Bonus loot drop :wrapped_gift:


:magic_wand: Workarounds you can retire today

  • Hope the cloud free-tier doesn’t get patched → local has no rate limit, no patch risk
  • Run Tesseract because it’s “the open-source OCR” → 2026 models are 3-5× more accurate
  • Accept the 8-page limit on textgens → local processes the whole batch in one run
  • Wait until 24GB GPUs are affordable → 12GB is enough now; the 0.9B fits with room

:firecracker: The 167× cost flip — the math

Backend Price per 1000 pages
GPT-5.4 vision ~$15
Mistral OCR API $1
Your 3060 + PaddleOCR-VL ~$0.09 electricity

Source: CodeSOTA leaderboard economics page.

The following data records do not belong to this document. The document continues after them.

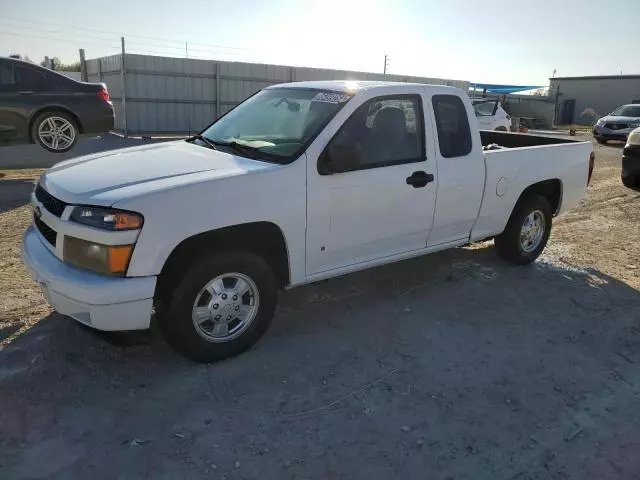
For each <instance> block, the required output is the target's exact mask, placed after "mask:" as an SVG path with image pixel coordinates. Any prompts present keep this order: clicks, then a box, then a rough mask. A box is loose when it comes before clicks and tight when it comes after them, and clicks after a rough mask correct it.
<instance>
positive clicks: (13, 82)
mask: <svg viewBox="0 0 640 480" xmlns="http://www.w3.org/2000/svg"><path fill="white" fill-rule="evenodd" d="M15 84H16V79H15V77H14V75H13V64H12V63H11V62H1V61H0V89H3V90H5V89H9V88H12V87H13V86H15Z"/></svg>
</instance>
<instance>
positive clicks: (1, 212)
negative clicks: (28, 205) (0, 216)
mask: <svg viewBox="0 0 640 480" xmlns="http://www.w3.org/2000/svg"><path fill="white" fill-rule="evenodd" d="M33 187H34V184H33V182H32V181H29V180H2V179H0V213H4V212H8V211H10V210H13V209H15V208H19V207H21V206H23V205H26V204H28V203H29V201H30V197H31V192H32V191H33Z"/></svg>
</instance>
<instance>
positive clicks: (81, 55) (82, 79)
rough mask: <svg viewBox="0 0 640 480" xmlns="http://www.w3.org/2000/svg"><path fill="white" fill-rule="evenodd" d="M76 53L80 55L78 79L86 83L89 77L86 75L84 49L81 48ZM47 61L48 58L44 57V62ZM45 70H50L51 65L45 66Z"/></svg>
mask: <svg viewBox="0 0 640 480" xmlns="http://www.w3.org/2000/svg"><path fill="white" fill-rule="evenodd" d="M78 53H79V54H80V79H81V80H82V81H83V82H88V81H89V77H88V75H87V61H86V60H85V57H84V48H81V49H80V50H78ZM48 59H49V57H45V60H48ZM52 63H53V61H52ZM47 68H51V65H47ZM51 70H53V68H51Z"/></svg>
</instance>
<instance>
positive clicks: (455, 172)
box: [427, 91, 495, 246]
mask: <svg viewBox="0 0 640 480" xmlns="http://www.w3.org/2000/svg"><path fill="white" fill-rule="evenodd" d="M445 92H446V91H445ZM430 103H431V107H432V108H430V109H429V111H430V112H431V114H432V115H433V122H434V125H435V132H434V135H435V140H436V142H437V148H436V158H437V161H438V201H437V204H436V211H435V216H434V220H433V228H432V229H431V233H430V235H429V239H428V242H427V244H428V245H429V246H435V245H440V244H445V243H449V242H460V241H464V240H466V239H468V238H469V235H470V233H471V229H472V227H473V225H474V223H475V221H476V219H477V216H478V212H479V211H480V205H481V203H482V196H483V192H484V184H485V165H484V154H483V153H482V145H481V144H480V135H479V132H478V131H477V130H478V129H477V122H476V121H475V119H474V115H475V114H474V111H473V109H472V108H471V105H470V103H469V102H464V101H463V99H462V97H460V96H458V95H457V94H452V93H443V94H435V95H433V96H432V97H431V98H430ZM467 105H468V107H467ZM470 120H471V122H470ZM494 188H495V187H494Z"/></svg>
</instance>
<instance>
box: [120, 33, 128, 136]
mask: <svg viewBox="0 0 640 480" xmlns="http://www.w3.org/2000/svg"><path fill="white" fill-rule="evenodd" d="M120 43H121V45H122V54H121V55H122V58H121V59H120V80H121V82H122V93H121V94H120V102H121V103H120V104H121V105H122V131H123V132H124V136H125V138H126V137H127V134H128V133H129V131H128V130H127V70H126V66H125V63H124V59H125V57H126V50H125V48H124V37H120Z"/></svg>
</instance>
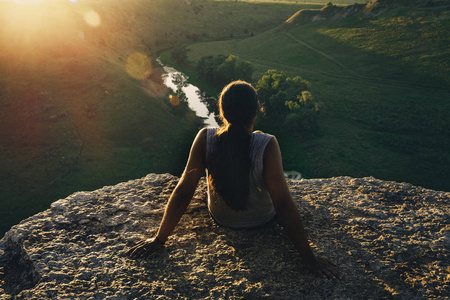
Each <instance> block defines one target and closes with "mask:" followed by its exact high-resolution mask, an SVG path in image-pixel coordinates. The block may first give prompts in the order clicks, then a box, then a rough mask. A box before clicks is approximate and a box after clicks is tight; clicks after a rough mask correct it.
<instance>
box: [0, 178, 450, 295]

:fire: The October-2025 wave that flipped the field

Six open-source OCR models in one month. Most “best OCR 2025” listicles still recommend Tesseract.

  1. Nanonets OCR2-3B
  2. PaddleOCR-VL-0.9B ← the winner
  3. DeepSeek-OCR-3B
  4. Chandra-OCR-8B
  5. olmOCR-2-7B
  6. LightOnOCR-1B

All open-source. All fit on consumer GPUs.


:video_game: Side door for Apple Silicon owners reading this

Same model deploys via MLX-VLM on M-series Macs. The 12GB-VRAM constraint becomes “16GB unified memory” on Mac. Same answer, different door.


:spider_web: textgens’s sister sites, ranked by parallel-free-quota usefulness

If you need free OCR right now while setting up local, the same operator runs six more wrappers on different upstream APIs. Parallel free-quota pools.

Sister site Likely wraps
anythingtranslate.com Gemini or DeepL
anytranscribe.com Whisper
anyvoicelab.com ElevenLabs free tier
onlinechatbot.ai OpenAI / Claude
dailysimulator.com, fontadvice.com, colorany.com Niche LLM wrappers

You came in expecting the polite no.

A year ago it would’ve been right.

Six open-source models that fit your card overtook the cloud APIs in October 2025.

Most “best OCR” listicles haven’t noticed.

You said chances were low.

Chances aren’t low — they flipped.

The 3060 was waiting. :magic_wand:

i wanted to swear and say f%$#ing thank you … but politely, thank you :slight_smile:

You can also try OCR space. It’s not AI, but their APIs’ free tier offers 25,000 requests per month. However, their PDF upload limit is 3 pages.